What is the difference between zero-knowledge proofs and zero-knowledge arguments?
Think about your answer, then reveal below.
Model answer: Zero-knowledge proofs have statistical soundness: even a computationally unbounded prover cannot cheat with non-negligible probability. This requires multiple rounds of interaction. Zero-knowledge arguments have only computational soundness: a polynomial-time prover cannot cheat, but unbounded provers can. Arguments allow single-pass non-interactive protocols (NIZKs) using hash functions (random oracle model) or structured reference strings (common reference string). The trade-off is fundamental: unconditional soundness requires interaction; computational soundness enables efficiency.

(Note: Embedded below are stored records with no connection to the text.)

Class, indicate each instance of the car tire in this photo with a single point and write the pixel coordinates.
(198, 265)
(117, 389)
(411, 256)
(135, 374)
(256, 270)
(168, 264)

This distinction explains why modern cryptography uses arguments (zk-SNARKs, zk-STARKs) rather than proofs: efficiency trumps unconditional soundness for practical applications.
Question 2 Multiple Choice
A zk-SNARK is 'succinct.' What does succinctness mean, and why is it valuable?
ASuccinct means the proof is shorter than the statement being proven; this reduces communication
BSuccinct means proofs can be verified quickly (polynomial time) despite the statement being hard to verify classically (NP-hard)
CSuccinct is unrelated to efficiency; it is a naming convention
DSuccinct means only a small fraction of honest provers can generate valid proofs
Succinctness means proof size is logarithmic or poly-logarithmic in the statement size, often independent of the computation being proved (constant-size proofs). This is valuable because transmitting a short proof (kilobytes) is faster than sending the full computation (potentially gigabytes). For blockchain applications, succinctness enables scaling: verifying a large batch of transactions via a single zk-SNARK proof is far more efficient than verifying individually.
Question 3 True / False
Non-interactive ZKPs (NIZKs) require setup. What is the difference between Random Oracle Model and Common Reference String setups?
TTrue
FFalse
Answer: True
Random Oracle Model (ROM) assumes hash functions are truly random oracles; NIZKs in ROM are proven secure assuming this idealization, but real hash functions may not behave like random oracles. Common Reference String (CRS) requires a trusted setup ceremony to generate shared setup material; if the ceremony is compromised, security fails. ROM is transparent (no trusted setup) but is a heuristic; CRS is concrete but requires trust. This trade-off influences which NIZK scheme is appropriate for an application.